Mohammad Ibrahim

Personal information
- Full name: Mohammad Ibrahim Abdulrahimzai
- Born: 20 December 1998 (age 27)
- Batting: Right-handed
- Bowling: Right-arm medium-fast
- Role: Bowler

Domestic team information
- 2017: Band-e-Amir Region
- 2017–2021: Amo Region
- 2017-present: Speen Ghar Region
- 2017–2020: Kabul Eagles

Career statistics
| Competition | FC | LA | T20 |
| Matches | 10 | 14 | 8 |
| Runs scored | 68 | 62 | 0 |
| Batting average | 8.50 | 20.66 | 0.00 |
| 100s/50s | 0/0 | 0/0 | 0/0 |
| Top score | 22 | 47* | 0* |
| Balls bowled | 1,786 | 684 | 168 |
| Wickets | 48 | 14 | 10 |
| Bowling average | 20.10 | 43.00 | 20.00 |
| 5 wickets in innings | 5 | 0 | 0 |
| 10 wickets in match | 1 | 0 | 0 |
| Best bowling | 6/21 | 2/22 | 3/10 |
| Catches/stumpings | 5/0 | 1/0 | 0/0 |
- Source: ESPNcricinfo, 8 June 2023

= Mohammad Ibrahim (cricketer) =

Afghan cricketer (born 1998)

Mohammad Ibrahim (born 20 December 1998) is an Afghan cricketer.
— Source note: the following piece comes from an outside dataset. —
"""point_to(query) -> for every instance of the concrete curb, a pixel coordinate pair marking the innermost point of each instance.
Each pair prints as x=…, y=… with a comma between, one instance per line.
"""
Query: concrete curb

He made his List A debut for Afghanistan A against Zimbabwe A during their tour to Zimbabwe on 31 January 2017. He made his Twenty20 debut for Kabul Eagles in the 2017 Shpageeza Cricket League on 18 September 2017. He made his first-class debut for Speen Ghar Region in the 2017–18 Ahmad Shah Abdali 4-day Tournament on 20 October 2017.

==International career==
In June 2023, he received his first international call-up in Afghanistan's Test squad for their series against Bangladesh.